Following production of a prototype, CADRAM took the machine concept to an exhibition and made contact with the well-known glass automation supplier R&R Sondermaschinen of Germany, who agreed to manufacture and sell the machines in partnership. R&R made a number of mechanical modifications to the machines to make them simpler to manufacture, and provided many software ideas that make Decorex automation interface easily with the major software systems in use by the glass industry.
"The NextMove controller has given us an economic platform for this new kind of automation, and allowed us to introduce more features than we originally planned," says Ron Baker of CADRAM. "The engineering support provided by Baldor allowed us to focus our efforts on the higher level software required, substantially shortening time to market for a much-needed piece of automation."

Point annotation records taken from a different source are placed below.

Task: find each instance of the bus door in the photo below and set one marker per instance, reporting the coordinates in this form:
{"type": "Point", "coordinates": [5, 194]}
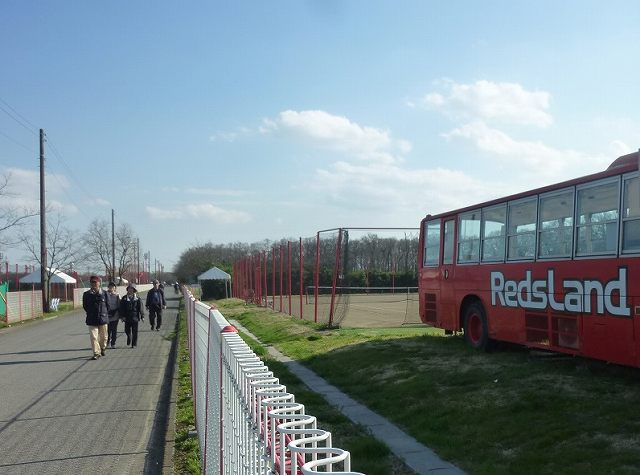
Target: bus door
{"type": "Point", "coordinates": [447, 308]}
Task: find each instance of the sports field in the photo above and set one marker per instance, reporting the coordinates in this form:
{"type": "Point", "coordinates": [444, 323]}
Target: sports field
{"type": "Point", "coordinates": [355, 310]}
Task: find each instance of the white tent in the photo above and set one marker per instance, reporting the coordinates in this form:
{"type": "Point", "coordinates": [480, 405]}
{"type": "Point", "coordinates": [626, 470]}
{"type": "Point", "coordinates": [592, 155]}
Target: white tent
{"type": "Point", "coordinates": [57, 277]}
{"type": "Point", "coordinates": [214, 274]}
{"type": "Point", "coordinates": [217, 274]}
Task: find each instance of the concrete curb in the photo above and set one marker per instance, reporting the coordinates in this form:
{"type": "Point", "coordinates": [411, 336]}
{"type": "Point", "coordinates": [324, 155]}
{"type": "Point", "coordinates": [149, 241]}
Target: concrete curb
{"type": "Point", "coordinates": [416, 455]}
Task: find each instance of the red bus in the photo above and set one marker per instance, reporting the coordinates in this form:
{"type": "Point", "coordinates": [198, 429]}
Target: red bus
{"type": "Point", "coordinates": [556, 268]}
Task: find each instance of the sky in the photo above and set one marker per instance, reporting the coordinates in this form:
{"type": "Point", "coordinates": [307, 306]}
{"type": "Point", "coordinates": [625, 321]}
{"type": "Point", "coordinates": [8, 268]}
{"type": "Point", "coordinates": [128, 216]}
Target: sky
{"type": "Point", "coordinates": [245, 121]}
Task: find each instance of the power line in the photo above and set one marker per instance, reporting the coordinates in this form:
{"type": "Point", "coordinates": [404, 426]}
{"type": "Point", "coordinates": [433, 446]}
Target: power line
{"type": "Point", "coordinates": [70, 171]}
{"type": "Point", "coordinates": [20, 119]}
{"type": "Point", "coordinates": [17, 143]}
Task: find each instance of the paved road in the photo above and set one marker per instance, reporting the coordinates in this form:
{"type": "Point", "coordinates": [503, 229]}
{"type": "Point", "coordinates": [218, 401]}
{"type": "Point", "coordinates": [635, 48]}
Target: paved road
{"type": "Point", "coordinates": [62, 413]}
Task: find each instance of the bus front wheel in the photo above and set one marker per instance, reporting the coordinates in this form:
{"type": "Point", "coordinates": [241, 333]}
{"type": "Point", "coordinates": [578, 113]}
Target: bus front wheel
{"type": "Point", "coordinates": [476, 330]}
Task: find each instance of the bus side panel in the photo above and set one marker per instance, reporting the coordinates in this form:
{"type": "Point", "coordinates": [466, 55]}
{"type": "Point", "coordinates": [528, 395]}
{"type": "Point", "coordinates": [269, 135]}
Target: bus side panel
{"type": "Point", "coordinates": [609, 339]}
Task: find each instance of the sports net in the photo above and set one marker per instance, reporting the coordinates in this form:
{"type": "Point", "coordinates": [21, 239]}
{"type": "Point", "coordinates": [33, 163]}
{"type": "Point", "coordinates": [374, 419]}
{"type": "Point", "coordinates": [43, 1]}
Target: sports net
{"type": "Point", "coordinates": [367, 306]}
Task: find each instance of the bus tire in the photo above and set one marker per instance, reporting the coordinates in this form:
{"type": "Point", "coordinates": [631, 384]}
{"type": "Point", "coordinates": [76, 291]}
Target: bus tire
{"type": "Point", "coordinates": [476, 329]}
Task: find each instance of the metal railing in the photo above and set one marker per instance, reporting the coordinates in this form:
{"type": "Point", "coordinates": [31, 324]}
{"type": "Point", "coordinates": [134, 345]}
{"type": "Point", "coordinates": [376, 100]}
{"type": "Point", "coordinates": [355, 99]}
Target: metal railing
{"type": "Point", "coordinates": [247, 422]}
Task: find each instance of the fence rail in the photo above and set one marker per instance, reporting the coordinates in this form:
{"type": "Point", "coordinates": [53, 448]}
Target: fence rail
{"type": "Point", "coordinates": [247, 422]}
{"type": "Point", "coordinates": [19, 306]}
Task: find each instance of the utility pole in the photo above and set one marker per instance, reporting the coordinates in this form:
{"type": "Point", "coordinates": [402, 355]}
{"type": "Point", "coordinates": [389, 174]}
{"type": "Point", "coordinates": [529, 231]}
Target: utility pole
{"type": "Point", "coordinates": [137, 260]}
{"type": "Point", "coordinates": [113, 247]}
{"type": "Point", "coordinates": [44, 280]}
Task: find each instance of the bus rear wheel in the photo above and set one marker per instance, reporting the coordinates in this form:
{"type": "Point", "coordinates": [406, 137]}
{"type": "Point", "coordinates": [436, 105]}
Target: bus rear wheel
{"type": "Point", "coordinates": [476, 329]}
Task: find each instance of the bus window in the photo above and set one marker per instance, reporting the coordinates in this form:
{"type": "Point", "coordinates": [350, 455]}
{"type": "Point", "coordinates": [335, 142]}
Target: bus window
{"type": "Point", "coordinates": [469, 237]}
{"type": "Point", "coordinates": [447, 258]}
{"type": "Point", "coordinates": [432, 243]}
{"type": "Point", "coordinates": [555, 226]}
{"type": "Point", "coordinates": [522, 229]}
{"type": "Point", "coordinates": [494, 221]}
{"type": "Point", "coordinates": [631, 216]}
{"type": "Point", "coordinates": [597, 219]}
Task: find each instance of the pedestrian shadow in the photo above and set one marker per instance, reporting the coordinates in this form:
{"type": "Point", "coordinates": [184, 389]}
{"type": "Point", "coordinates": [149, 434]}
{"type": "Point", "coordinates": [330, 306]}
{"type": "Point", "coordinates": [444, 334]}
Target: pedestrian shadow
{"type": "Point", "coordinates": [43, 351]}
{"type": "Point", "coordinates": [9, 363]}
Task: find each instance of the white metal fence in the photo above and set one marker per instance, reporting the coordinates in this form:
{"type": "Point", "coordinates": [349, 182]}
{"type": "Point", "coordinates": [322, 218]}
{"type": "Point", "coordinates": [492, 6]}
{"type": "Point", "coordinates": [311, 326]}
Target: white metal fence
{"type": "Point", "coordinates": [247, 422]}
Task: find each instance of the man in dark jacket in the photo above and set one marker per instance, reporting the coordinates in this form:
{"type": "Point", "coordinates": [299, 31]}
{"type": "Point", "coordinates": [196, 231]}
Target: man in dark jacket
{"type": "Point", "coordinates": [155, 303]}
{"type": "Point", "coordinates": [94, 302]}
{"type": "Point", "coordinates": [113, 302]}
{"type": "Point", "coordinates": [131, 312]}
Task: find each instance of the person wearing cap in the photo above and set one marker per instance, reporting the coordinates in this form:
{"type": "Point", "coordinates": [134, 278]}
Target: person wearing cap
{"type": "Point", "coordinates": [155, 303]}
{"type": "Point", "coordinates": [94, 302]}
{"type": "Point", "coordinates": [113, 302]}
{"type": "Point", "coordinates": [131, 312]}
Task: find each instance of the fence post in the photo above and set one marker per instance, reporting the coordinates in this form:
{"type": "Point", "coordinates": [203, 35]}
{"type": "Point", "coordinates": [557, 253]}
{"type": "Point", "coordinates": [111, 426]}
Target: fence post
{"type": "Point", "coordinates": [301, 279]}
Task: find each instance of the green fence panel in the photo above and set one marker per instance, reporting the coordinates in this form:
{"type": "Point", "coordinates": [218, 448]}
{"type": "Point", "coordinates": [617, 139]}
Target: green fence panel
{"type": "Point", "coordinates": [4, 288]}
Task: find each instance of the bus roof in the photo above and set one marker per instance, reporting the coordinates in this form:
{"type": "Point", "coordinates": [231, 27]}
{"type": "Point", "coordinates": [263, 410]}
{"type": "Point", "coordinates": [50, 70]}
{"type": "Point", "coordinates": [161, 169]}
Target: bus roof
{"type": "Point", "coordinates": [623, 164]}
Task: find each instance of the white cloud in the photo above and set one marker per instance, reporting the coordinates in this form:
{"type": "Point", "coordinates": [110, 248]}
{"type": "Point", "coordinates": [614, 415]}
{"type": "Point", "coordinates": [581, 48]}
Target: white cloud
{"type": "Point", "coordinates": [534, 159]}
{"type": "Point", "coordinates": [217, 214]}
{"type": "Point", "coordinates": [391, 189]}
{"type": "Point", "coordinates": [491, 101]}
{"type": "Point", "coordinates": [618, 147]}
{"type": "Point", "coordinates": [214, 192]}
{"type": "Point", "coordinates": [163, 214]}
{"type": "Point", "coordinates": [102, 202]}
{"type": "Point", "coordinates": [339, 134]}
{"type": "Point", "coordinates": [204, 211]}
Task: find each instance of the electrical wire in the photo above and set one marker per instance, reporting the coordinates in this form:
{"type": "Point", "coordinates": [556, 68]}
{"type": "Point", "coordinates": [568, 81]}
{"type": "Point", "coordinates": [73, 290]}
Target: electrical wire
{"type": "Point", "coordinates": [21, 120]}
{"type": "Point", "coordinates": [17, 143]}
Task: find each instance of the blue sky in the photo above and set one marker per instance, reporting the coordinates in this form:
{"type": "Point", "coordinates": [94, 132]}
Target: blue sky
{"type": "Point", "coordinates": [243, 121]}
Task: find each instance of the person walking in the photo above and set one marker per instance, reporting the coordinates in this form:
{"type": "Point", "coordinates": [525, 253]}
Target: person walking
{"type": "Point", "coordinates": [94, 302]}
{"type": "Point", "coordinates": [113, 302]}
{"type": "Point", "coordinates": [131, 312]}
{"type": "Point", "coordinates": [155, 303]}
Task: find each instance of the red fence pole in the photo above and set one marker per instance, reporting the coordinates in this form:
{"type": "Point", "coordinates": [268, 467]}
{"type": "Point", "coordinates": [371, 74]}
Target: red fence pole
{"type": "Point", "coordinates": [273, 277]}
{"type": "Point", "coordinates": [281, 272]}
{"type": "Point", "coordinates": [301, 279]}
{"type": "Point", "coordinates": [335, 277]}
{"type": "Point", "coordinates": [317, 279]}
{"type": "Point", "coordinates": [289, 273]}
{"type": "Point", "coordinates": [266, 290]}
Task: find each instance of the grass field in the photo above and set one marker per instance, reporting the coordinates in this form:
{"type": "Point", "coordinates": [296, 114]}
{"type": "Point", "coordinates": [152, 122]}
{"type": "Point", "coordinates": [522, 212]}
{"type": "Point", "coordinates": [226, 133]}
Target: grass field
{"type": "Point", "coordinates": [510, 411]}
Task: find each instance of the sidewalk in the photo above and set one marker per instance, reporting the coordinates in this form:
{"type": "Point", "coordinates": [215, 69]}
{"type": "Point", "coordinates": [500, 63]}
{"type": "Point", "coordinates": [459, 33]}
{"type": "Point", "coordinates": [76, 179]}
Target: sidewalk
{"type": "Point", "coordinates": [417, 456]}
{"type": "Point", "coordinates": [61, 412]}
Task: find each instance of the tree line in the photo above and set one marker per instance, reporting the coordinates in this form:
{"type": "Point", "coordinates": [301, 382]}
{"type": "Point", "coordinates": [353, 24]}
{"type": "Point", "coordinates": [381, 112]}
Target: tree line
{"type": "Point", "coordinates": [369, 260]}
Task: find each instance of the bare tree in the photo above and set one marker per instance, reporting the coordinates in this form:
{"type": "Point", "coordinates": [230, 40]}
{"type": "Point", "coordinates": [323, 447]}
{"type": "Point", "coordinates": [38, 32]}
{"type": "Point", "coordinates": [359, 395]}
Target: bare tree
{"type": "Point", "coordinates": [11, 218]}
{"type": "Point", "coordinates": [125, 249]}
{"type": "Point", "coordinates": [97, 242]}
{"type": "Point", "coordinates": [63, 248]}
{"type": "Point", "coordinates": [99, 249]}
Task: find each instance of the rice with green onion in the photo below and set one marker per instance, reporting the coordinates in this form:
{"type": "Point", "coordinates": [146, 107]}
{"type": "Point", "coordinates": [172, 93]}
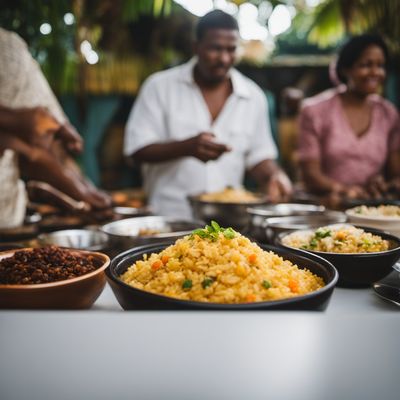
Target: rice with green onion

Baldor's international support facilities have proved helpful to CADRAM and R&R on this project. The motion control engineering has been managed from CADRAM's Greenwich office in the UK, in close liaison with Baldor's Bristol-based application engineering centre. However, the machines are being built by R&R at its headquarters in Langenzenn. Baldor is supplying the complete kit of parts required directly from its German base, which includes the NextMove motion controller, plus FlexDrives and BSM brushless servo motors for the three precision axes, and the HMI.